Após inúmeras visualizações desde a infância em VHS, ontem vi este filme pela primeira vez com ele deveria ser sempre visto, na sua edição de DVD de aniversário de dois discos. Aqui, não só pude desfrutar de todo o esplendor da imagem, como descobri a interessante cena inicial, que é geralmente retirada das exibições na TV (e aparentemente também o foi dos VHS). Esta cena mostra-nos um senhor a falar um pouco sobre Julio Verne, a sua obra, e como ela já havia sido passada ao cinema, nomeadamente por Meliés em ‘Voyage dans la lune’ (1902), da qual se mostram largos minutos. Daqui, e da imagem de um foguetão a descolar (também das primeiras imagens que o público alguma vez viu) se passa para a primeira cena do filme, na Inglaterra vitoriana. Brilhante.
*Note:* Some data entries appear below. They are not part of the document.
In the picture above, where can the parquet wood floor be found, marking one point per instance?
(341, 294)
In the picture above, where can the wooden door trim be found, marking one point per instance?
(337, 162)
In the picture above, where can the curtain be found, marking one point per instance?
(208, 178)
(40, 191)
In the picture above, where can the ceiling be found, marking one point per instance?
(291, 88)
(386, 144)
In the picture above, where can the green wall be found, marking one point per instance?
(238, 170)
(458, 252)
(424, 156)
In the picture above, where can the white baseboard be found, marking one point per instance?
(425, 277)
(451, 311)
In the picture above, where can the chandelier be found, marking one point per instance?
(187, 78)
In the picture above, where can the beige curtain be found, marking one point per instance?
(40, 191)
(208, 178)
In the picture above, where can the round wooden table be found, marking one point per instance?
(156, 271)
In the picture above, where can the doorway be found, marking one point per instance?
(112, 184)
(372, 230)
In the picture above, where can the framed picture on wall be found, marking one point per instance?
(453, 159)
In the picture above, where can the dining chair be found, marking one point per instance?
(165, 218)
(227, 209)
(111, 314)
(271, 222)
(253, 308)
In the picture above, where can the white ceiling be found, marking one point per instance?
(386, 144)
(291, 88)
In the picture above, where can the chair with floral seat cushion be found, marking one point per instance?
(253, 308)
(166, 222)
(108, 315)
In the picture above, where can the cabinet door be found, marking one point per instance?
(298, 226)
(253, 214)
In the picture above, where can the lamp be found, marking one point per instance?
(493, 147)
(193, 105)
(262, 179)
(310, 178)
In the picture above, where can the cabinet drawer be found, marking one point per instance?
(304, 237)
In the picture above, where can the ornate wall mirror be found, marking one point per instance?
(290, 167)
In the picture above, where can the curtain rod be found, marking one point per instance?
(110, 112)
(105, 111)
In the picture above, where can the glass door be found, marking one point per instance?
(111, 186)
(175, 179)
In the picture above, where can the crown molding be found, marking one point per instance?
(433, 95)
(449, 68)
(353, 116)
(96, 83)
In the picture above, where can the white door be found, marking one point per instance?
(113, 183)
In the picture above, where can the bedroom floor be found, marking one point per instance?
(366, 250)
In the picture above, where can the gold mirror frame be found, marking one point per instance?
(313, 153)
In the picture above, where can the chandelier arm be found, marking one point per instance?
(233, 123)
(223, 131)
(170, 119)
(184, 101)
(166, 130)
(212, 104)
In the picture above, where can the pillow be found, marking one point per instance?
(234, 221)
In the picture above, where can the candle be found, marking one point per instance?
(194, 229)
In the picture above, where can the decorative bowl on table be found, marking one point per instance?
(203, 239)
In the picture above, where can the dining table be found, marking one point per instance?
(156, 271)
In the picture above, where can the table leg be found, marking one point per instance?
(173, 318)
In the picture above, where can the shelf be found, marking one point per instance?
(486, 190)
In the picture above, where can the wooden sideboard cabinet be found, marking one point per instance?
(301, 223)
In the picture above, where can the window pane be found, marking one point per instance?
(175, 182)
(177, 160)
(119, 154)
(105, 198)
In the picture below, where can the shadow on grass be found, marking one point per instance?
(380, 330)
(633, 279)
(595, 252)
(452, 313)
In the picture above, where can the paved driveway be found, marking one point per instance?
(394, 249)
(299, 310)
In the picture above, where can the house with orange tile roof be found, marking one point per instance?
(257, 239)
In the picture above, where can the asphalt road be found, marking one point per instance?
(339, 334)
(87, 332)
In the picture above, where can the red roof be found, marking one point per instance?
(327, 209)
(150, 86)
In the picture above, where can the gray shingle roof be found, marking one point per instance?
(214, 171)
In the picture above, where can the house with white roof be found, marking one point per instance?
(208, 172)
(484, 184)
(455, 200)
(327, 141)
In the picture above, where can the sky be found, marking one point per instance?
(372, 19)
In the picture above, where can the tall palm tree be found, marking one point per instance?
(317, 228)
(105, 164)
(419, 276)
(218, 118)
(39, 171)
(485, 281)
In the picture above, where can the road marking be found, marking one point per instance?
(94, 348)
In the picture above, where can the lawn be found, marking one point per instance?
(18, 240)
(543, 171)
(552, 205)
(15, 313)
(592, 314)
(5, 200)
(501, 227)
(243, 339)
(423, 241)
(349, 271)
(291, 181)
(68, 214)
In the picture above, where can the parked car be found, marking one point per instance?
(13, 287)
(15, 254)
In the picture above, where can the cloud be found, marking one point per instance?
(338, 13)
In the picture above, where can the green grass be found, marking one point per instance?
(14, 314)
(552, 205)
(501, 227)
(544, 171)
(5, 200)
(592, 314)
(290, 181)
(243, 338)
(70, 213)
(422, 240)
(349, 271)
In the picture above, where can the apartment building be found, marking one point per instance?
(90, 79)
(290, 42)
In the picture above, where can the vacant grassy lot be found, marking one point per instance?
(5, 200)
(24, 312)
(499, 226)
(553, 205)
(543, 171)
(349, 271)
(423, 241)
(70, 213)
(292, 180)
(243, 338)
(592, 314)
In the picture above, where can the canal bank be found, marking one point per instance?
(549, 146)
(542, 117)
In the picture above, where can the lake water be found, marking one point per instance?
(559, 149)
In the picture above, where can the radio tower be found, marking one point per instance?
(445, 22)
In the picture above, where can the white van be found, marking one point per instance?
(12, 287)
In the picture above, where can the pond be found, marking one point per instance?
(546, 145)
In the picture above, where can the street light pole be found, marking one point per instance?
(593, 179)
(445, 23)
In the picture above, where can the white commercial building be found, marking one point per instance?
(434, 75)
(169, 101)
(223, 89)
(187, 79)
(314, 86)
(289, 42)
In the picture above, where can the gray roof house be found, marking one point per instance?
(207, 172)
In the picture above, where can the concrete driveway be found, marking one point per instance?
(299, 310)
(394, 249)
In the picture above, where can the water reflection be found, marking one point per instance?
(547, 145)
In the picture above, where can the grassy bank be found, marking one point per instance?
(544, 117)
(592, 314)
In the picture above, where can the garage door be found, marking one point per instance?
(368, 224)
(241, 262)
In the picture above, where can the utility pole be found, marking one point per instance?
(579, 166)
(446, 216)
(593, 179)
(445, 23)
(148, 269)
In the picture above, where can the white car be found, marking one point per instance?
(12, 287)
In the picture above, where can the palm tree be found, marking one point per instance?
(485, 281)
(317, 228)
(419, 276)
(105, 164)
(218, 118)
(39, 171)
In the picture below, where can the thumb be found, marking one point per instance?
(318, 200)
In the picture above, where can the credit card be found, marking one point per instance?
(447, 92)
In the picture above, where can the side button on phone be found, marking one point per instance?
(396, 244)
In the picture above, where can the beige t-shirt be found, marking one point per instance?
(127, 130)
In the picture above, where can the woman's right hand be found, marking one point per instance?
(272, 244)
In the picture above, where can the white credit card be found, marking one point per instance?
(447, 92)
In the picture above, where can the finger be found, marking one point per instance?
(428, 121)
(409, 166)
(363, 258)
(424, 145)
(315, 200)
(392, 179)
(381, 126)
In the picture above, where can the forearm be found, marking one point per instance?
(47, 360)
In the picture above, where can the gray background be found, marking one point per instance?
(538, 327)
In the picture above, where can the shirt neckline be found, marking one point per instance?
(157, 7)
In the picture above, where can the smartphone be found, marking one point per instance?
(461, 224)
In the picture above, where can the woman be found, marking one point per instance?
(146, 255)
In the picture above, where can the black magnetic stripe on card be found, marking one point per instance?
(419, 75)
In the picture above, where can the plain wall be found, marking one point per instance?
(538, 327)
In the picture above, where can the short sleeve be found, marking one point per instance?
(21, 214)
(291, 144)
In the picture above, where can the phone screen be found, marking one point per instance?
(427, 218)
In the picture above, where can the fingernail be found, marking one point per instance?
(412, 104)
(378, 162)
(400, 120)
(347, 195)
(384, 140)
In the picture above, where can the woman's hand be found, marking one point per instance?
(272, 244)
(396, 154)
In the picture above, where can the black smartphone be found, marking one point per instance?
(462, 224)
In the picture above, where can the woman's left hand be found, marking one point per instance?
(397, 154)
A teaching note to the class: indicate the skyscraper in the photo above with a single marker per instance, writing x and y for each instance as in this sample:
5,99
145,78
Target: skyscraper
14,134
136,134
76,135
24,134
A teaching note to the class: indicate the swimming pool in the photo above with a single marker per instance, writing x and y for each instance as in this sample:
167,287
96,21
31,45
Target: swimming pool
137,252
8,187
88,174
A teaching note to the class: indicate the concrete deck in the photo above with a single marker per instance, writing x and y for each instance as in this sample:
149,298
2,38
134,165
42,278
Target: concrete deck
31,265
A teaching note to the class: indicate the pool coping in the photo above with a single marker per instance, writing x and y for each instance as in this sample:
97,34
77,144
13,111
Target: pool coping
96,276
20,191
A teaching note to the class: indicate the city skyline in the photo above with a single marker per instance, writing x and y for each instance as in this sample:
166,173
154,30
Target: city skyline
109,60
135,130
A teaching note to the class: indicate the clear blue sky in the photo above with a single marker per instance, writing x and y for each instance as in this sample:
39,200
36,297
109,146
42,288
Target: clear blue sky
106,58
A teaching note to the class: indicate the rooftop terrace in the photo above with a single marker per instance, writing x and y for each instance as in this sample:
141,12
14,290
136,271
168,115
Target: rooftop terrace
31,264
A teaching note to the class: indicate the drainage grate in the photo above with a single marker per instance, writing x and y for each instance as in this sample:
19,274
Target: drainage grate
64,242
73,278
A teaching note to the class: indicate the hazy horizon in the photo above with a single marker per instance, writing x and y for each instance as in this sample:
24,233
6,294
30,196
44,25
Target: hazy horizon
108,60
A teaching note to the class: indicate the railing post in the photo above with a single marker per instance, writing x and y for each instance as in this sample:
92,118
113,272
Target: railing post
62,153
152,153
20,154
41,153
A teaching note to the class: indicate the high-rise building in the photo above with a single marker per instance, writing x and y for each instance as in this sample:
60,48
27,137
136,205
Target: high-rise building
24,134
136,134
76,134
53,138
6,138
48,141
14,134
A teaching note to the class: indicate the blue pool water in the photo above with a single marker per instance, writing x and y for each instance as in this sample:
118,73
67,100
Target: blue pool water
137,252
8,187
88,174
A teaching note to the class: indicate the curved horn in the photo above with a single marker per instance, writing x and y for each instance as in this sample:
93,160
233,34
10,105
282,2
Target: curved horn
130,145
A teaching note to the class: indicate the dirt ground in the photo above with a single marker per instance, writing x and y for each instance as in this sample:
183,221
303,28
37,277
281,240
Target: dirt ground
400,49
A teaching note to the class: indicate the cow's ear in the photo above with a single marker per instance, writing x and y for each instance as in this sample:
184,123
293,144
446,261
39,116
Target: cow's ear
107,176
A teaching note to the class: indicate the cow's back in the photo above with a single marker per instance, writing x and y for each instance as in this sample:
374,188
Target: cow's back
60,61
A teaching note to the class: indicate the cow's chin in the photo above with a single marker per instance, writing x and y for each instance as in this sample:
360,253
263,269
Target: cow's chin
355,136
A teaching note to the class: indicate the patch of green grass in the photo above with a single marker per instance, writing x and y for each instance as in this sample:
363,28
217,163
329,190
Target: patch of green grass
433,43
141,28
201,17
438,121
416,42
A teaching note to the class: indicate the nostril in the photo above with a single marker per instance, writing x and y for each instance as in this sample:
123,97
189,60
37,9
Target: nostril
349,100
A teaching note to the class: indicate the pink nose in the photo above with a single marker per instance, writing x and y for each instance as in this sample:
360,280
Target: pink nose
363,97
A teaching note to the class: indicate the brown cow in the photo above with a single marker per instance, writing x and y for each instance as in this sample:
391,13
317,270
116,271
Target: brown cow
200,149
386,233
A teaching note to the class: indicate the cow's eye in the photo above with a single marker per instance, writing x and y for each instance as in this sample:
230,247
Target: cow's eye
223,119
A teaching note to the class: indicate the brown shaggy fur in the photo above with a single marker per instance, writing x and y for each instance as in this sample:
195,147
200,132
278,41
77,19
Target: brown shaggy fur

Após o sucesso de ‘Around the World in Eighty Days’, Todd entrou para a lista de grandes produtores de Hollywood. No ano seguinte casaria com a rainha de Hollywood, Elizabeth Taylor, mas em 1958 iria falecer num desastre de avião. ‘Around the World in Eighty Days’ acabou por ser o seu único filme como produtor, mas o Óscar que recebeu (os Óscares de Melhor Filme são dados aos produtores) é a digna homenagem a um homem que tinha olho para o negócio e para o espectáculo, um Ziegfeld da sétima arte, e que poderia ter produzido inúmeras outras obras de enorme entretenimento e grandiosidade visual. Resta-nos ‘Around the World in Eighty Days’ como prova da sua grande visão, um filme que quebrou barreiras e que inspirou tantos outros, e que, como disse, poderá não figurar nas listas dos melhores filmes (nem o merece), nem dos filmes de uma vida, mas é sempre uma delícia de ver, e é um filme a revisitar, de tantos em tantos anos, em família, com os amigos, nunca desapontando. O cinema pode ter substituído o circo como o maior espectáculo na terra, e nesse sentido, ‘Around the World in Eighty Days’ é um dos maiores espectáculos que o cinema já produziu.